How to handle event handler attributes #226

lukewarlow · 2024-04-23T16:05:11Z

Afaik the current plan for the sanitizer API is that there would be a list of all known attributes and from that you'd subtract an underlying blocklist of unsafe attributes, event handlers are tricky because there's lots of them. If we have a list of event handlers to remove it would be useful if it was defined separately from other attributes so that the trusted types specification could piggy back off of it.

Having said that all current ones follow the on* pattern, should we just carve out on* attributes as being unsafe and block them all? I'm no perf specialist but I imagine that would be faster to process (both WebKit and Chromium already have some paths that do the on prefix check for example).

The text was updated successfully, but these errors were encountered:

annevk · 2024-04-23T16:08:17Z

I think from a re-parsing perspective or letting something through in one browser that's blocked in another this would also be an improvement. Although it would also be a tiny bit of magic again that cannot currently be explained through syntax, but that seems reasonable.

lukewarlow · 2024-04-23T16:16:56Z

Has their been any discussion about allowing stuff like regex in the configs? Not needed for a v1 but if we did allow some form of pattern based matching then it would solve the fact we can't currently define it in syntax.

domenic · 2024-04-24T03:40:22Z

I worry that this restricts the space of future HTML attribute design in a way that's hard to understand. E.g. we could not use attributes named things like once="", only="", online="", ongoing="", onto="".

Maybe it would still be OK as long as we'd consider it a backward-compatible change to modify the sanitization algorithm in the future. E.g. today we'd strip all attributes starting with on, but in the future when we add an only="" attribute, we strip all attributes starting with on except we let only="" through.

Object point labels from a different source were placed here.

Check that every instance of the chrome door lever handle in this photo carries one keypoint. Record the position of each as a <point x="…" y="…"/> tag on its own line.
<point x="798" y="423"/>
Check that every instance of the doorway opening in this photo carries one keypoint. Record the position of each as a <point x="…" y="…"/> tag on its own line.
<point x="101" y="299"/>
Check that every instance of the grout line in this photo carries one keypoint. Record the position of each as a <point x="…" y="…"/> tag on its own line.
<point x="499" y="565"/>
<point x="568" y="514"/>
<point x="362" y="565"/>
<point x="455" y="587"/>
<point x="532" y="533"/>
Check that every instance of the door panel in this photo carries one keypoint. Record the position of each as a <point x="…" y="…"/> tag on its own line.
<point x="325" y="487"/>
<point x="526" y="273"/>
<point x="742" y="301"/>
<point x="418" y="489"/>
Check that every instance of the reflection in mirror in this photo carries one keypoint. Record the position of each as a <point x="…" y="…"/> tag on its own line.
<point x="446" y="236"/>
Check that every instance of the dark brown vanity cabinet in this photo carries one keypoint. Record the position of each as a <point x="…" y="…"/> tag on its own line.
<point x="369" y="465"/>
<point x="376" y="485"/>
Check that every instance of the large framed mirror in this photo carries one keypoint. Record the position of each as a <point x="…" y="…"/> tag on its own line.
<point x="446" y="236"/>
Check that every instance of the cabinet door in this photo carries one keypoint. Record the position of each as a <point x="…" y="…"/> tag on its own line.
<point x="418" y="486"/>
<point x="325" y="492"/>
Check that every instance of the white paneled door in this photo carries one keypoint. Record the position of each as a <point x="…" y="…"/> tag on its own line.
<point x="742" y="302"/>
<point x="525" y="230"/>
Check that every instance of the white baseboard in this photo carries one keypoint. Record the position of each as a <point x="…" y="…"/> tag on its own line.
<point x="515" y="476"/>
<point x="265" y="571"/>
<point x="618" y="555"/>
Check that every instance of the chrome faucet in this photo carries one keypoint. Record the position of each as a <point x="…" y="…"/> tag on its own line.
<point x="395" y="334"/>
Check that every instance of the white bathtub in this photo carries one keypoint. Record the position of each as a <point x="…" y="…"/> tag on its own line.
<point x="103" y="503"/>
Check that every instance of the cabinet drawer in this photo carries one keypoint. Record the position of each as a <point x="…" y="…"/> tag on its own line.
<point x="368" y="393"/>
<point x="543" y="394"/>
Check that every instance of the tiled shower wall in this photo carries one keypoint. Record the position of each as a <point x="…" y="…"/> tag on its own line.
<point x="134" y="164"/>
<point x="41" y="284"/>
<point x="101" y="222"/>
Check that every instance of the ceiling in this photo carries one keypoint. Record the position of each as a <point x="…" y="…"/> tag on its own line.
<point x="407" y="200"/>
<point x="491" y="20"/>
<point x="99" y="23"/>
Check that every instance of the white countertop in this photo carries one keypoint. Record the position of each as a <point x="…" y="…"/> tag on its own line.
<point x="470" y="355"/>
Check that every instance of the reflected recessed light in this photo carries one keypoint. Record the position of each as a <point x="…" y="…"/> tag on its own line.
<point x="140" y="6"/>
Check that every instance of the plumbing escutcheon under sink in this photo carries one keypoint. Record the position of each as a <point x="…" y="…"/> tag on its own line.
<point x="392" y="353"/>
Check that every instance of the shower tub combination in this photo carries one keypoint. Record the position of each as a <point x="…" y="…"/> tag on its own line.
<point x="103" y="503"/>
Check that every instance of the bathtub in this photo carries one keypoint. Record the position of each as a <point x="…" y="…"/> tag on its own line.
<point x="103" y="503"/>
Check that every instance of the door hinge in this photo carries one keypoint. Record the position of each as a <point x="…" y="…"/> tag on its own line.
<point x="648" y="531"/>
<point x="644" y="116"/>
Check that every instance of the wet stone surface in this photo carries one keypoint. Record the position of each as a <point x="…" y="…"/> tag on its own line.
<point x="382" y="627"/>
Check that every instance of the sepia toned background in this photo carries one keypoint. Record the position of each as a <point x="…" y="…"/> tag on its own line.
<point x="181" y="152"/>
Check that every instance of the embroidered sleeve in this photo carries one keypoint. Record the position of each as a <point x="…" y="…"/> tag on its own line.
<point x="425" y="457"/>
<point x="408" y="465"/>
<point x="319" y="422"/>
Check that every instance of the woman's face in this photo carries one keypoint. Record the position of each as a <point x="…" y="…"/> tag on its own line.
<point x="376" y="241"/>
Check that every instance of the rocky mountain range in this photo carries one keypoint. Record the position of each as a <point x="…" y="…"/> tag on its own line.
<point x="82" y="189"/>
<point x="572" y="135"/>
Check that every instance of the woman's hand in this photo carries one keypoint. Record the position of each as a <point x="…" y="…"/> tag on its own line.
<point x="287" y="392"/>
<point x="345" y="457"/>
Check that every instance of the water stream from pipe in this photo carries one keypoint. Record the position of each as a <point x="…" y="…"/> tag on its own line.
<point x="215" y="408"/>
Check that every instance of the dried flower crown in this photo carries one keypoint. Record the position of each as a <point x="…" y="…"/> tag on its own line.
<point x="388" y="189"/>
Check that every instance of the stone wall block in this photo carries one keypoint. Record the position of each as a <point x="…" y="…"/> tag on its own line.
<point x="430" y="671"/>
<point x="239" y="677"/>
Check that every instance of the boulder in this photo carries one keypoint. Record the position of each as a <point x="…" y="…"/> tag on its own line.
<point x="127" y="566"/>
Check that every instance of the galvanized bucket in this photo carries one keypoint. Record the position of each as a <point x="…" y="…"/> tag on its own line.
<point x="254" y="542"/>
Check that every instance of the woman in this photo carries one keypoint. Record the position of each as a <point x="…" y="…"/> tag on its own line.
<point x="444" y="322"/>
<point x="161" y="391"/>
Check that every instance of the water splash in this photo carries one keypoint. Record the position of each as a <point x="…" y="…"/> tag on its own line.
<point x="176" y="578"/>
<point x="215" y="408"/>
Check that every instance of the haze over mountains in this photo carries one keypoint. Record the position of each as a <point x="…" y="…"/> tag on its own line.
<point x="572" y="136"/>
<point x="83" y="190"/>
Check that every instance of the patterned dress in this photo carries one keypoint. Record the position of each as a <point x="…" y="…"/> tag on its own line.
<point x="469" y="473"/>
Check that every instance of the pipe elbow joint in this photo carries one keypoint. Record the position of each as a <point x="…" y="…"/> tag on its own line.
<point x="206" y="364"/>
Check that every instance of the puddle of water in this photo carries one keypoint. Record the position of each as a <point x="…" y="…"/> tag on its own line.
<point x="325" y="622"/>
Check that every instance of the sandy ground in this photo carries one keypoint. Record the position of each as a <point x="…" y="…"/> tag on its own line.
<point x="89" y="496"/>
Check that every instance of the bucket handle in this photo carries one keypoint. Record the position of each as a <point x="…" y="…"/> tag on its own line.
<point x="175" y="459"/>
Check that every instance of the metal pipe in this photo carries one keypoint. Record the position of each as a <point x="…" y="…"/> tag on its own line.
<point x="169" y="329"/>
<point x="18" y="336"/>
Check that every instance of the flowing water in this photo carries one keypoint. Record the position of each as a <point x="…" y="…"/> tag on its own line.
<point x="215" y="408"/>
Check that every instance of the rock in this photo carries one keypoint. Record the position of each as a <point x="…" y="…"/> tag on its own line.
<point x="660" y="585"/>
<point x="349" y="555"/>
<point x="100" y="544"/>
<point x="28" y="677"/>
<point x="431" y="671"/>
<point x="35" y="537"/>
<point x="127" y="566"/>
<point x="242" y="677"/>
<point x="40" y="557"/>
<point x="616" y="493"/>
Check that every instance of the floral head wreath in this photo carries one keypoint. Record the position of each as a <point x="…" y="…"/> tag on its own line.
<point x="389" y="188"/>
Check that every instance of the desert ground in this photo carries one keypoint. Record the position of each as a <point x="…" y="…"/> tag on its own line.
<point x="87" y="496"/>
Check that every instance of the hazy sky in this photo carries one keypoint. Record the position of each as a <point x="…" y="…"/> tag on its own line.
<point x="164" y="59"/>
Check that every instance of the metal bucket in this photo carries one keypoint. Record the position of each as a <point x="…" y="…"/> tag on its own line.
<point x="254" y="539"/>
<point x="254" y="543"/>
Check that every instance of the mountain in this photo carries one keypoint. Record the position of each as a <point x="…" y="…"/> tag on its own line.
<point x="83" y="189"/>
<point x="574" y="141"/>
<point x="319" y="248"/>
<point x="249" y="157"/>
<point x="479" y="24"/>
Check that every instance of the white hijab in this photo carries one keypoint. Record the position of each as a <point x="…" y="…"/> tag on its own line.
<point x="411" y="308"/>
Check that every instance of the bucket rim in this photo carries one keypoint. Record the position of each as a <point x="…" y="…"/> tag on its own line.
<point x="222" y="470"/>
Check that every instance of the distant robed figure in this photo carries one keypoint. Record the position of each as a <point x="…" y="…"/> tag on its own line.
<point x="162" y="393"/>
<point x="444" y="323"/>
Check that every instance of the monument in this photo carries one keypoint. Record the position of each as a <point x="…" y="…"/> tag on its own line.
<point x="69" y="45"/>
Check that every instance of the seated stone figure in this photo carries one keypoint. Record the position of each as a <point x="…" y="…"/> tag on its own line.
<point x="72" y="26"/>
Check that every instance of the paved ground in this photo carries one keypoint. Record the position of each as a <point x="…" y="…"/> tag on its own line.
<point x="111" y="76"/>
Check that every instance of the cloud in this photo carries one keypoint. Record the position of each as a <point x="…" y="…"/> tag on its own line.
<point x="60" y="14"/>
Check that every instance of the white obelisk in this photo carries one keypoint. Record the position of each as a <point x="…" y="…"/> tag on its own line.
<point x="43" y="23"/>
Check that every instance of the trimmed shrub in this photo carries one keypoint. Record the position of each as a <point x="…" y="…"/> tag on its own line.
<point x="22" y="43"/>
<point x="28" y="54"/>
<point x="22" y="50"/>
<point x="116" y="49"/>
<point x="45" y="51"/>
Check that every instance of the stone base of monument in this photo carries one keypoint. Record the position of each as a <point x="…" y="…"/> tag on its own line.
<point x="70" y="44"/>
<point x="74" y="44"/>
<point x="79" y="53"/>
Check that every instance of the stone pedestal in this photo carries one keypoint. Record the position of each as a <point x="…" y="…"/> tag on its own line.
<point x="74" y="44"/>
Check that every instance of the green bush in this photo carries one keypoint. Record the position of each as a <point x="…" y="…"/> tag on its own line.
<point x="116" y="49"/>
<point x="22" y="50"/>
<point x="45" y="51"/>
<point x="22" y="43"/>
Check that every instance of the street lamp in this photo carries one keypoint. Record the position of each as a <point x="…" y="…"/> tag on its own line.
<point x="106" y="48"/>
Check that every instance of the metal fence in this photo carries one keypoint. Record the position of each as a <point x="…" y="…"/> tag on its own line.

annevk · 2024-04-24T06:53:54Z

I think we do have the expectation that what is being sanitized and how will subtly change over time due to the HTML (including SVG/MathML) language evolving. New "safe" attributes getting safelisted seems in line with that.

otherdaniel · 2024-04-24T13:42:26Z

I'm not fond of this, and would prefer us to be precise with the event handler attributes.

With Trusted Types, we initially had a similar logic, but kept getting bug reports about sites using their own on* attributes that would get erroneously blocked by TT. So we eventually re-implemented this with the actual list of actual event handlers, which solves that set of problems. I'd prefer to not repeat that experience.

Examples:

Also, I don't quite understand why this would be needed at all: Our default-config -- where these matter -- are allow-lists, and in an allow-lists the event handlers are very much expected to be absent. That is, no on* attribute -- whether a browser-defined event handler or not -- should show up in any built-in config. So why would we care? Or why would it make a perf difference?

For the config pre-processing, we do need to decide whether an attribute is known or not -- otherwise one could never override the built-in default. That indeed requires a list of known attributes, including the known event handlers. But that's required only during config normalization; and that requires every single HTML attribute ever. I doubt the event handlers make that much of a difference there.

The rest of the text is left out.